**Section 4: Linear Regression - Solution**

Notebook for "Introduction to Data Science and Machine Learning"

version 1.0, May 27 2024

# Linear Regression

In this lab we will use functions and carry out a linear regression task. 

We need the following modules. So please run the following code:

In [None]:
import pandas as pd
import seaborn as sns
import numpy as np
import matplotlib.pyplot as plt

## 1. Loading the data

We load the dataset. We will use one of the data sets that is often recommended for classification tasks.

In [None]:
data=pd.read_csv('data/winequality-red.csv')

## 2. Getting to know the data

Use code you used in former lab assignments:

- Display the first five rows of the data

In [None]:
# your code


- Display the information about the data 

In [None]:
# your code


- Display the statistical information of the numerical data

In [None]:
# your code


This dataset has many features, we will thus solve a **Multivariable Linear Regression** problem.

## 3. Data cleaning

Let's check whether there is any missing data: 

In [None]:
data.isna().sum()

As we could see above there are no null values. We should now check for duplicate entries. 


Lets count how many duplicated rows are in the data set. `duplicated()` returns a boolean series denoting duplicate rows.

In [None]:
# Number of duplicates
data.duplicated().sum()

We use `inplace=True` in `drop_duplicates()` to modify the data by removing the duplicates, i.e. we modify the data frame. 

*Please remember that we should do this always with the greatest care!*

In [None]:
# drop the duplicates in the original data
data.drop_duplicates(inplace=True)

Before we split the data, we take a look at the `quality` attribute.

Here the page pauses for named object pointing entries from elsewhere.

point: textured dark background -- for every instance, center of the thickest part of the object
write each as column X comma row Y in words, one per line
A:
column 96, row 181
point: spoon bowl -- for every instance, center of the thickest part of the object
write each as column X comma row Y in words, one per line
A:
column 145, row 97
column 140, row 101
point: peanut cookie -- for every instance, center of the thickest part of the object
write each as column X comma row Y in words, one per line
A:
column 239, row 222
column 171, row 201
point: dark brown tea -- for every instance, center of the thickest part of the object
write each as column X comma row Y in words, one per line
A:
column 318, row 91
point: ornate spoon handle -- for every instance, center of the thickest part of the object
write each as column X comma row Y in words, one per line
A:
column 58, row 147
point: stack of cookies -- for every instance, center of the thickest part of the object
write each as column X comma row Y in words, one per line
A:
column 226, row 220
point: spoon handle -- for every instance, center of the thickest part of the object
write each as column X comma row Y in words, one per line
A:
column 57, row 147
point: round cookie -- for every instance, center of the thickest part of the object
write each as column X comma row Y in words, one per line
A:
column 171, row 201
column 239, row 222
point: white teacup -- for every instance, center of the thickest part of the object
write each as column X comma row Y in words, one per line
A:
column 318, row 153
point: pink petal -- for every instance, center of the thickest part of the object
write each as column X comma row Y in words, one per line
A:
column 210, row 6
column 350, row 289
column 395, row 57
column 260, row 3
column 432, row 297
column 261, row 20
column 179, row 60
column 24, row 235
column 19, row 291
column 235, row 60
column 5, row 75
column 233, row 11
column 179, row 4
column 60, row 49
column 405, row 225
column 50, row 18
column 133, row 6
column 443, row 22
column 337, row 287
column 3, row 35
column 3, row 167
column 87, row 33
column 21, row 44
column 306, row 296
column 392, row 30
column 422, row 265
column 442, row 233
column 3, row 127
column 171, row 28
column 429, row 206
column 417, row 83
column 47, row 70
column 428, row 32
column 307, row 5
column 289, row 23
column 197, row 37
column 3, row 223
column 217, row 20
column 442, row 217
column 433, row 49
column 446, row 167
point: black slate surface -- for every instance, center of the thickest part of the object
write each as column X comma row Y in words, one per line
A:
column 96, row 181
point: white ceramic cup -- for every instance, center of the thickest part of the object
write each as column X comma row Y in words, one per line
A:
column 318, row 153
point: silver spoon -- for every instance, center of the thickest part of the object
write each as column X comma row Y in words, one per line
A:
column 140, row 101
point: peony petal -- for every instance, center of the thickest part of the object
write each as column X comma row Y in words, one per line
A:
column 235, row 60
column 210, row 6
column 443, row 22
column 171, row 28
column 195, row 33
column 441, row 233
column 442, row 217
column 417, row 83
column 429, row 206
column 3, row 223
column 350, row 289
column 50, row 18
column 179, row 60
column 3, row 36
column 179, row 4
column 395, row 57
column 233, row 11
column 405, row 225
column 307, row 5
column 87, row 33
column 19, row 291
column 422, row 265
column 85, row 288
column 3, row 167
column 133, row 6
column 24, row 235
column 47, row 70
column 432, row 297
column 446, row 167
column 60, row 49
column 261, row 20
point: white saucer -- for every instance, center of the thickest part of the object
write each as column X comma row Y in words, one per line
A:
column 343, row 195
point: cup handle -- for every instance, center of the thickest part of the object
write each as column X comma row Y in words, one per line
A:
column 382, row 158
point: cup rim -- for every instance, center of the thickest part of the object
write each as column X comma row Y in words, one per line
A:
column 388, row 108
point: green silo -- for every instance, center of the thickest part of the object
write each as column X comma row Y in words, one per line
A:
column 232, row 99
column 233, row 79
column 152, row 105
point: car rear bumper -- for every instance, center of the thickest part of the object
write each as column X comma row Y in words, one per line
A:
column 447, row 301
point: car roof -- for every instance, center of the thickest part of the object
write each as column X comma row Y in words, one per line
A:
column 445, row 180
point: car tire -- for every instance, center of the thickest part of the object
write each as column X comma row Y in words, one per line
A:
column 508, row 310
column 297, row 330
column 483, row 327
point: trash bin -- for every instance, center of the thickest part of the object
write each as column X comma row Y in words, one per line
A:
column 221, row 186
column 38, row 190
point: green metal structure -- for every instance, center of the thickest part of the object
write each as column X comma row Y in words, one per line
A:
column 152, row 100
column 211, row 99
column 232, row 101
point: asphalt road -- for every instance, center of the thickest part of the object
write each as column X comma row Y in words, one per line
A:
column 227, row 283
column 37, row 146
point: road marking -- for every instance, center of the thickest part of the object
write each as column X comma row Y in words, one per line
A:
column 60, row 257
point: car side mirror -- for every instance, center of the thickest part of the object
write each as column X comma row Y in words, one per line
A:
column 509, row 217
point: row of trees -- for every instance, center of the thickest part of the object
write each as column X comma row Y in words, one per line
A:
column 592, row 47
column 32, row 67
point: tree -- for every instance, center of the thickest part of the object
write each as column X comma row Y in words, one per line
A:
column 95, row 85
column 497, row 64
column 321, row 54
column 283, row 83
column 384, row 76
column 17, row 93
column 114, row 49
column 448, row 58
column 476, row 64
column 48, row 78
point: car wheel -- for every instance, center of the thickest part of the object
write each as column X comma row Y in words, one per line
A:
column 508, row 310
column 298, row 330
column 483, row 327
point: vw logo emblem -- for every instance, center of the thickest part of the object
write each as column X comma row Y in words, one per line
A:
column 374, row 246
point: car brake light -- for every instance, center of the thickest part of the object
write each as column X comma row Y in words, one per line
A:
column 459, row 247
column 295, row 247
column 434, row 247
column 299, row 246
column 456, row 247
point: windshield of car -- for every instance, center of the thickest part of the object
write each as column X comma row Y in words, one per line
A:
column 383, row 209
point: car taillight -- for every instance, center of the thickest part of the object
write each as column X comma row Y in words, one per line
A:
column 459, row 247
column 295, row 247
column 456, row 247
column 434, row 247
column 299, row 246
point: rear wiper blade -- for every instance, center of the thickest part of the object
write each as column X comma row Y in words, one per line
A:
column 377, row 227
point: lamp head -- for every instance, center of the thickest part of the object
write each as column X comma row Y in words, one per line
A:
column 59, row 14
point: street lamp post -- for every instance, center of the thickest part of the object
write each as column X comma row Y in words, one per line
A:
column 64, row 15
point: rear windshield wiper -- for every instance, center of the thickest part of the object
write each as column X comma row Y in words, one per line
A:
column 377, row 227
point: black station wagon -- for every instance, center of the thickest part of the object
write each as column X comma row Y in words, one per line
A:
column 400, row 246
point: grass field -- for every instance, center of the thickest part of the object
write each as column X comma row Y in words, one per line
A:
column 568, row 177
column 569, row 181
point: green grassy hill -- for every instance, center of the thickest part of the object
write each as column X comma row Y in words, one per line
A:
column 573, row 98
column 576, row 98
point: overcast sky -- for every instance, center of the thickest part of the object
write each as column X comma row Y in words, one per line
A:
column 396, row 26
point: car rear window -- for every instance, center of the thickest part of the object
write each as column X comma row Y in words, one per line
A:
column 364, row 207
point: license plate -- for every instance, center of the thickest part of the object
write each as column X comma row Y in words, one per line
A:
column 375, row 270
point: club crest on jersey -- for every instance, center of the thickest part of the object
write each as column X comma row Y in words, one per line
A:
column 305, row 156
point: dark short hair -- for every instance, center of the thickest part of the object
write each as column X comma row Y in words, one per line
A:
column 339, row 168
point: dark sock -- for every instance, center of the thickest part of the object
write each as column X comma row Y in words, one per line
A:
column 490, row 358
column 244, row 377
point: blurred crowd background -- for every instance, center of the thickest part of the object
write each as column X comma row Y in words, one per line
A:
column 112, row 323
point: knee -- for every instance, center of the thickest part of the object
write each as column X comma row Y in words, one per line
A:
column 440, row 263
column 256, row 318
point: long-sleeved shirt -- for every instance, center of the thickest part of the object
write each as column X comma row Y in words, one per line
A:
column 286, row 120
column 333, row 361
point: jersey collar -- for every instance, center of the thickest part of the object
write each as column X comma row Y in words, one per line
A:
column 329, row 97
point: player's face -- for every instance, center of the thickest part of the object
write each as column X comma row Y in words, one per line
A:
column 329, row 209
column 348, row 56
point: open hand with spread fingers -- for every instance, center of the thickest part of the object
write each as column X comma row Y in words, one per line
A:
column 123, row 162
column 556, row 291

Contrary to the other atrributes it is of type `int32` with few unique values:

In [None]:
data.quality.unique()

The `quality` can be seen as a target variable / class. We will not use it in the regression task and thus drop it.

In [None]:
regressionData=data.drop(columns=['quality'])

## 4. Data Splitting

In machine learning we normally split our data into several sets:
- the training set is used for training
- the test set consists of data that have not been used for training and is used to evaluate the quality of the learned model
- if there are different parameters to choose from an additional set, a validation set, is used to select the best among different models that is then tested with an idependet data set.

The easiest split is splitting the data into 2 sets, the *training* and the *test* set. Data in the training set is used to learn a model (here the linear regression). We then use the test set data (that is unknown to the model) to estimate how good the model is. We will look at this in the lecture. 

We use the function `train_test_split()` to create random trainings and test subsets.

Often the data is split in 70% trainings and 30% test data.

Using `random_state` we get reproducible splits.

**Question:** 

Do you have an idea why "reproducibility" might be important?

**Your answer**

Now we split the data set into a trainings and a test data set.

In [None]:
from sklearn.model_selection import train_test_split

dfTrain, dfTest=train_test_split(regressionData,train_size=0.7,test_size=0.3,random_state=12)

Let's take a look at the data set sizes:

In [None]:
print('training set:',dfTrain.shape[0])
print('test set:',dfTest.shape[0])

Let's plot the data:

In [None]:
# uncomment this code if you want to see the pairplots (it takes some time to display the graph)
#sns.pairplot(dfTrain)

And the correlation matrix.

In [None]:
sns.heatmap(data.corr(),cmap='RdBu') # with annot=True the values will be displayed

## 5. Scaling

As the range of the values of the features are different we apply scaling. We use the `MinMaxScaler` to perform scaling to the interval $[0,1]$. 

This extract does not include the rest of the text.